Her mother’s exalted bloodlines were of little help in introducing Davida to society, as Lady Elizabeth had been the only child of parents who had both died young. The earldom had died out with her grandfather’s death, and such connections as Lady Elizabeth had through the Westburys tended to be very elderly people who could offer her daughter little help in the Prince Regent’s fast-paced society.

Davida herself would gladly settle for a personable, respectable young man of moderate fortune, but her father was absolutely sure that his darling daughter would marry a lord. He had in fact already run off several promising suitors because they didn’t meet his high expectations.

“Understand, Papa, Lord Pelham is not interested in me. He hopes to renew his suit for Lady Elspeth.” Not wishing him to be disappointed, nor to misjudge Lord Pelham’s intentions, Davida hastened to correct his misapprehension.

“But, Davida,” her mother interjected, “he’s asked you to go driving.”

“After I pointed out that he could make Lady Elspeth jealous by paying attention to me.”

“He could have made her jealous with any other female, but you have gained his attention,” her father asserted confidently. “He cannot but admire you, once he comes to know you!”

Davida laughed a little nervously. She would do Lord Pelham a great disservice if she raised false expectations in her father. “What I hope is, being seen in his company will help me get noticed. I can assist him with Lady Elspeth, and he can introduce me to his friends. He is well acquainted with the very best people, you know.”

“I thought our connection with the Harwoods would have done the trick,” her father mumbled.

“Dear Sarah has done her best, but with the duke playing least in sight . . . and while her aunt Helen is very well regarded, she is not very active in the
ton
.”

“Yes, yes. I see.” Her father frowned. “But you don’t want to make an enemy of Lady Elspeth, either. She is on the best of terms with the patronesses of Almack’s.”

“Oh, Papa.” Davida sank into a chaise. “You must give that up. I’ll never be invited to Almack’s.”

“Now, Davida, don’t say so. You are as well bred and as pretty as many another girl who goes there every week.” Her mother set aside her embroidery to approach her daughter. “And am I not the granddaughter of an earl?”

Her father growled low in his throat. “But I am a mere country squire, Elizabeth. Doubtless I am holding the girl back.”

“Never say so, Papa.” Davida leaned forward and took her father’s hands. “You are a hero and a fine gentleman. The patronesses are terrible snobs. Everyone says so. And if they don’t want to know you, I don’t want to know them!”

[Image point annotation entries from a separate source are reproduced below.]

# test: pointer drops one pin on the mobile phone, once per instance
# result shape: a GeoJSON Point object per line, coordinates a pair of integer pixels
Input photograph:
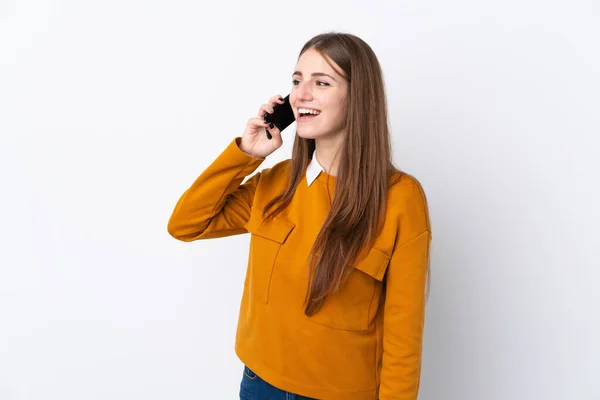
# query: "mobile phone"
{"type": "Point", "coordinates": [282, 115]}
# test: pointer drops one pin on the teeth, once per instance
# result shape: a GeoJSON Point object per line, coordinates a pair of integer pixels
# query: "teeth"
{"type": "Point", "coordinates": [308, 111]}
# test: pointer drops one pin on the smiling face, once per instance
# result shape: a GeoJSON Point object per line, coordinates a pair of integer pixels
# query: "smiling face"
{"type": "Point", "coordinates": [318, 97]}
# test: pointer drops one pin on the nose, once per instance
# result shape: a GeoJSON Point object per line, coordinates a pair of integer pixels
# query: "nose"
{"type": "Point", "coordinates": [303, 93]}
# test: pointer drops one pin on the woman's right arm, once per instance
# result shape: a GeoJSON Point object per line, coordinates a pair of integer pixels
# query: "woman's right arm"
{"type": "Point", "coordinates": [217, 204]}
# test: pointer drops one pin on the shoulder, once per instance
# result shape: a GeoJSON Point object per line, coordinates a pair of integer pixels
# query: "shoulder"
{"type": "Point", "coordinates": [408, 203]}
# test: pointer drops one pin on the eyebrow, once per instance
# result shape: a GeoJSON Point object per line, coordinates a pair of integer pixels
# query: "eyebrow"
{"type": "Point", "coordinates": [315, 74]}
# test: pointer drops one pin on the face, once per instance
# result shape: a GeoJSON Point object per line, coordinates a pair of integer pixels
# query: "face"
{"type": "Point", "coordinates": [320, 90]}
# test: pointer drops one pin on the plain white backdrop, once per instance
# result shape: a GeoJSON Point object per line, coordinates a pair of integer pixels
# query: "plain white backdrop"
{"type": "Point", "coordinates": [110, 109]}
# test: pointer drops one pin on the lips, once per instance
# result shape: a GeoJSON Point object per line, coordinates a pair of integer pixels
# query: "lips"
{"type": "Point", "coordinates": [307, 114]}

Her father’s eyes looked suspiciously moist as he patted her cheeks. “And you are a minx. But a pretty one. That shade of blue suits you.”

“I’m so glad you were wearing your prettiest walking dress when you encountered Lord Pelham.” Suddenly an alarmed look suffused her mother’s countenance. “But you can’t wear the same dress for the most important carriage ride of your life!”

Not for the first time since coming to London, Davida felt a sense of panic arising within her. The season might seem like fun and frivolity to many, but to a young girl who must select a husband, these few weeks were of utmost importance, and great seriousness of purpose necessarily underlay her many social activities.

She took herself firmly in hand. She had no wish to disappoint her parents, nor to lock herself into a miserable marriage, so she must keep her wits about her.

“I had thought to wear the yellow carriage dress, Mother.”

“We must go upstairs at once and survey your wardrobe.” Taking her willing daughter’s hand, Lady Elizabeth led the girl from the room as they pondered exactly how Davida should dress for this most significant occasion.